Sebagai contoh penerapan dalam kalimat, seperti contoh berikut ini:

Bahasa Indonesia: “Perkenalkan, nama saya Asep, asal dari Ujungberung, datang ke Jakarta untuk mencari pekerjaan. Kamu/Anda siapa?”

Bahasa Sunda kasar: “Ngaran aing Asep, asal ti Ujungberung, ka Jakarta rek nyiar ubar lapar. Ari sia saha?”

Bahasa Sunda loma/akrab: “Nepangkeun nami abdi Asep, asal ti Ujungberung, ka Jakarta rek neangan pagawean. Ari maneh saha?”

Bahasa Sunda halus/lemes: “Nepangkeun wasta abdi Asep, sim kuring nu ti Ujung Berung, ka Jakarta bade milari padamelan. Dupi salira teh, saha?”

Contoh lain penerapan Undak Usuk Basa Sunda seperti berikut ini :

“Rorompok abdi mah nu ieu, nu itu mah bumi Pa Yana”. (Rumah saya yang ini, yang itu rumah Pak Iwan.)

rorompok dan bumi artinya rumah. “rorompok” digunakan untuk diri sendiri, sementara bumi digunakan untuk orang lain.

NB: Rorompok = basa lemes keur kasorangan (basa halus digunakan untuk diri sendiri)

Bumi = basa lemes keur kabatur (basa halus digunakan untuk orang lain) 

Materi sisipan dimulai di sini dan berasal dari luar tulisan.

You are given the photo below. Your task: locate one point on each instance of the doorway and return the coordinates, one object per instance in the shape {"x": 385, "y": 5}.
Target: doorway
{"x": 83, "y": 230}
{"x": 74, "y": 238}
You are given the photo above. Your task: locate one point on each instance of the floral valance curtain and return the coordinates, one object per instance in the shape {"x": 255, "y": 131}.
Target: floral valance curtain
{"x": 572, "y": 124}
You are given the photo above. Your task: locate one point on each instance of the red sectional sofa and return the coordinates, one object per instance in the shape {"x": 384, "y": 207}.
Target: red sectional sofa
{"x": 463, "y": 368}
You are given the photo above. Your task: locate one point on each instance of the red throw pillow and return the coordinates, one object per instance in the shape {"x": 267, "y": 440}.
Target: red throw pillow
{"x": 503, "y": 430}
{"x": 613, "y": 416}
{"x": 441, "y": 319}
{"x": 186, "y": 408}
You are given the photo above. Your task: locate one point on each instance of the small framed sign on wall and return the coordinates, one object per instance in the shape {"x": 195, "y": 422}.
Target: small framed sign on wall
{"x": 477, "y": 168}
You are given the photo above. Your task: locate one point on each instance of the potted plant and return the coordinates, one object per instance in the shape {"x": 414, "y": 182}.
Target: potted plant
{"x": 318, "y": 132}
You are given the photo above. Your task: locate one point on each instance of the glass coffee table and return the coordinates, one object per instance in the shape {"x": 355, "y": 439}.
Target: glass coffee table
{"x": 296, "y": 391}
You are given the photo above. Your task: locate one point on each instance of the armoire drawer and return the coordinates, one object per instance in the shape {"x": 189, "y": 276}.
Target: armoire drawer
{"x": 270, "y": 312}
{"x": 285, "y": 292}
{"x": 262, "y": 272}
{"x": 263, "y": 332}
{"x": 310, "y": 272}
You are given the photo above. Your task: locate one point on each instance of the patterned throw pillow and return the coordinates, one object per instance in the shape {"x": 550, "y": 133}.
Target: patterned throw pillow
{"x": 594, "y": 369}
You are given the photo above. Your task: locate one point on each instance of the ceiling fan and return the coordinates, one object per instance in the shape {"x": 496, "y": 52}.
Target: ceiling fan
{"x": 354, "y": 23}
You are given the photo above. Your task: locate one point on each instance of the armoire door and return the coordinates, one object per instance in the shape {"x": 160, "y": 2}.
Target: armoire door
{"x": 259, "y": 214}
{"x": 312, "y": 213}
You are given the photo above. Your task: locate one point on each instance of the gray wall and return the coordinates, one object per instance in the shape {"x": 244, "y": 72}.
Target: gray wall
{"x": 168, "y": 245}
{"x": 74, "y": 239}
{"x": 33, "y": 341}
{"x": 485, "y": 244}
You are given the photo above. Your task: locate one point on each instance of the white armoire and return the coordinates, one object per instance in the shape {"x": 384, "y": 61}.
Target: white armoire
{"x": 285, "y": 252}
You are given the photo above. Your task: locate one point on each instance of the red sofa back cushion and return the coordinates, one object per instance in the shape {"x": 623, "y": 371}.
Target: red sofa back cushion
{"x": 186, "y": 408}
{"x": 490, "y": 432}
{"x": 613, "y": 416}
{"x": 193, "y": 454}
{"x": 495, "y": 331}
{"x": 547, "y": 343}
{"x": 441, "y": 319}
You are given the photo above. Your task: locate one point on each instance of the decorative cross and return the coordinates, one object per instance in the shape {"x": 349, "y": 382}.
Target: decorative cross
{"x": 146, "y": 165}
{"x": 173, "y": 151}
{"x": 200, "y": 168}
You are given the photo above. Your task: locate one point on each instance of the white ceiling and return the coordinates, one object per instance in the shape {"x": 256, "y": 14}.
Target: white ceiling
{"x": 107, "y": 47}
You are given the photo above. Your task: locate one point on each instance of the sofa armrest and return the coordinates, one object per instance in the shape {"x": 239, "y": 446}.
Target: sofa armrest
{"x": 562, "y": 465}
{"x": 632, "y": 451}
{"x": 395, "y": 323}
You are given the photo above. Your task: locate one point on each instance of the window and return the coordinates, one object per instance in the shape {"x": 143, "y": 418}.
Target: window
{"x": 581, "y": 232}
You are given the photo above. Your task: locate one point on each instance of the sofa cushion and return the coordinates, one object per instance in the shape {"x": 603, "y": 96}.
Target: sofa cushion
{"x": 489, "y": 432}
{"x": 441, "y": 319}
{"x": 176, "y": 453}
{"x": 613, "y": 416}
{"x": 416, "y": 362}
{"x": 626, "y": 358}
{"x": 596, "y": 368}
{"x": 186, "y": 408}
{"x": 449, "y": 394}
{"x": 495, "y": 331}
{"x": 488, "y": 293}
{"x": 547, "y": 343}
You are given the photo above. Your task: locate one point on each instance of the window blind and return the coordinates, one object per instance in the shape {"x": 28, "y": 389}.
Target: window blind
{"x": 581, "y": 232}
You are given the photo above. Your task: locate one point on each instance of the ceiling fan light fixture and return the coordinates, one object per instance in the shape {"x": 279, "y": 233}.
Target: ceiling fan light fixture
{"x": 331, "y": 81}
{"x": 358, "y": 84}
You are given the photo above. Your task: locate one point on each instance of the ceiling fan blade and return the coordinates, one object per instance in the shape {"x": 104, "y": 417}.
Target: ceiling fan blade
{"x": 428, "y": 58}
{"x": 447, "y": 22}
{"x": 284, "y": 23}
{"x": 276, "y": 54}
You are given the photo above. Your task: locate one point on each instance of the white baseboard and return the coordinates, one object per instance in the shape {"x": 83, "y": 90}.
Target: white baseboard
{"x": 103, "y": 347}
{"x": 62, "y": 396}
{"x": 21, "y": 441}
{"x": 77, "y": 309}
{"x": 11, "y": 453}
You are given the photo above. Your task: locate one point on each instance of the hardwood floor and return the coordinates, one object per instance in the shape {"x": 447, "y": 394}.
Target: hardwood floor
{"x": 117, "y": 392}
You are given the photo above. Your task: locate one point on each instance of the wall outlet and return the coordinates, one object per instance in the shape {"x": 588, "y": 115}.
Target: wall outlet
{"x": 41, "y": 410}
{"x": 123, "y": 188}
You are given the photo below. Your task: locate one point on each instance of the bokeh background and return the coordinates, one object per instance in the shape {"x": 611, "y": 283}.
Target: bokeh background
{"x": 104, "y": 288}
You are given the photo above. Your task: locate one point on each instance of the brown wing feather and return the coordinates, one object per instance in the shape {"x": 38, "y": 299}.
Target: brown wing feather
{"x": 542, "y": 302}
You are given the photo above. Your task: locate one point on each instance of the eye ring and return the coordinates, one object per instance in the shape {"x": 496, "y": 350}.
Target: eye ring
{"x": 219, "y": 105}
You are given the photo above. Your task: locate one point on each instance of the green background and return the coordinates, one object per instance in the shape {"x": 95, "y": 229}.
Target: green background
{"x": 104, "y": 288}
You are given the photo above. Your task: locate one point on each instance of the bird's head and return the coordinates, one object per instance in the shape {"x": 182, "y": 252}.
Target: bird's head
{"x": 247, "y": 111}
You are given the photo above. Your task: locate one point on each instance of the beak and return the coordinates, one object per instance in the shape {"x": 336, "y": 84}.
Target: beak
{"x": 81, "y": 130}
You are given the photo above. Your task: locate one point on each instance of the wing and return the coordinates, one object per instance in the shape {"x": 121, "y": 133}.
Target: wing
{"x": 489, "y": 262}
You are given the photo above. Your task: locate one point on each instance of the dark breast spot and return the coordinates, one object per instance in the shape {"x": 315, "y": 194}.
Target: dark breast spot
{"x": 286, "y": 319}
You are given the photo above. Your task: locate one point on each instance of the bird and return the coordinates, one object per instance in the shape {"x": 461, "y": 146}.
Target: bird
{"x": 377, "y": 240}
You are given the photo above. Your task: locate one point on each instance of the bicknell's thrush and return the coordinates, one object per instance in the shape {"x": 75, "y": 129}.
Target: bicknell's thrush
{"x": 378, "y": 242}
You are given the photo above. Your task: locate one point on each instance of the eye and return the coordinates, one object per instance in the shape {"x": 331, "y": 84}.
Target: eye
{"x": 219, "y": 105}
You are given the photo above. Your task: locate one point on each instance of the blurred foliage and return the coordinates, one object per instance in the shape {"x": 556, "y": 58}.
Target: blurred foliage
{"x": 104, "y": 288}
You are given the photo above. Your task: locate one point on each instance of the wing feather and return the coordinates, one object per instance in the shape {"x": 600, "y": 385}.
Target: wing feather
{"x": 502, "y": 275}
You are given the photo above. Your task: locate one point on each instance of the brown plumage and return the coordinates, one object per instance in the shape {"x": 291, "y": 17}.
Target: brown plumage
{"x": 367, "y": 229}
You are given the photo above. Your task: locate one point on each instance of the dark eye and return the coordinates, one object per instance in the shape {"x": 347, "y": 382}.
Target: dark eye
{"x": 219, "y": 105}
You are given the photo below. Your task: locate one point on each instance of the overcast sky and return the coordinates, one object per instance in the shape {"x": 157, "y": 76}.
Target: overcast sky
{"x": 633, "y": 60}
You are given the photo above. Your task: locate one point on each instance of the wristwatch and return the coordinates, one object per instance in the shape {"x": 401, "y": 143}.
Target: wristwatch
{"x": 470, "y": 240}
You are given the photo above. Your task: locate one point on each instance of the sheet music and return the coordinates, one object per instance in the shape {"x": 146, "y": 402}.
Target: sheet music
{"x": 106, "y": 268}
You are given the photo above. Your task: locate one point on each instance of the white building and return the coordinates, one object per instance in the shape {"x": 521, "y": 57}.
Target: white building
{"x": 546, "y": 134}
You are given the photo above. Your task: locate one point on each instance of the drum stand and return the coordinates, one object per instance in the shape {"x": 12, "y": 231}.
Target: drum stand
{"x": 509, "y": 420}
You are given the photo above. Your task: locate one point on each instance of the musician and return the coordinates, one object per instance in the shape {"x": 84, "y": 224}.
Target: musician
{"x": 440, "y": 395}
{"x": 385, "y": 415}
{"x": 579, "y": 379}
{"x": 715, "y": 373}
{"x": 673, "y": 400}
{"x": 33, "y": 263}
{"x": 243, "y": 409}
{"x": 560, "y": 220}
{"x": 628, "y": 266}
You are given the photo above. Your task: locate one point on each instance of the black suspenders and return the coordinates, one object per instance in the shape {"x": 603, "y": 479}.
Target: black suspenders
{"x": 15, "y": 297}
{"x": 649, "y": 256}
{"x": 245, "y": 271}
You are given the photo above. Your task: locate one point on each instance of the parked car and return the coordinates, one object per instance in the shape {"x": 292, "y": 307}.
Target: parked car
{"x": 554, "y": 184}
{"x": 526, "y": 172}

Bila digali lagi, undak usuk basa Sunda umumnya dibangun enam tahap, yakni ” Basa kasar, Basa sedeng, Basa lemes pisan, Basa kasar pisan, jeung Basa panengahan “.

a.      Basa Kasar
Basa kasar disebut juga basa loma. Digunakeun kepada sesama, kepada teman yang sudah akrab. Selain itu (dahulu) dipakai juga untuk berbicara /menceritakan orang yang kedudukan/posisinya lebih rendah, baik pangkatnya, umurnya.

b.      Basa Sedeng
Basa sedang disebut juga basa lemes keur sorangan, yakni bahasa yang diterapkan kepada diri sendiribila bercerita dengan bahasa lemes, atau untuk menceritakan sesama kepada orang yang lebih tua. Juga dipakai berbicara dengan orang yang belum kenal/akrabbila yang mengajak bicara menggunakan basa lemes.

c.       Basa Lemes
Basa lemes biasa disebut juga basa lemes keur ka batur/untuk orang lain. Diterapkan untuk berbicara kepada yang lebih tinggi baik pangkatnya, kedudukannya, umurnya. Basa lemes juga dipakai kepada orang yang belum kenal/akrab.

d.      Basa Lemes Pisan
Dipakai untuk mengahormati orang yang pangkat dan posisinya dipandang tinggi sekali.

e.      Basa Kasar Pisan
Basa kasar pisan disebut juga basa cohag / garihal. Sering dipakai oleh orang yang sedang marah atau bertengkar, dengan maksud menghina. Namun umumnya basa kasar pisan diterapkan kepada binatang / sato.

f.        Basa Panengah
Basa panengah dipakai untuk berbicara dengan orang yang lebih bawah baik  pangkat dan posisinya, tapi umurnya sebenarnya lebih tua.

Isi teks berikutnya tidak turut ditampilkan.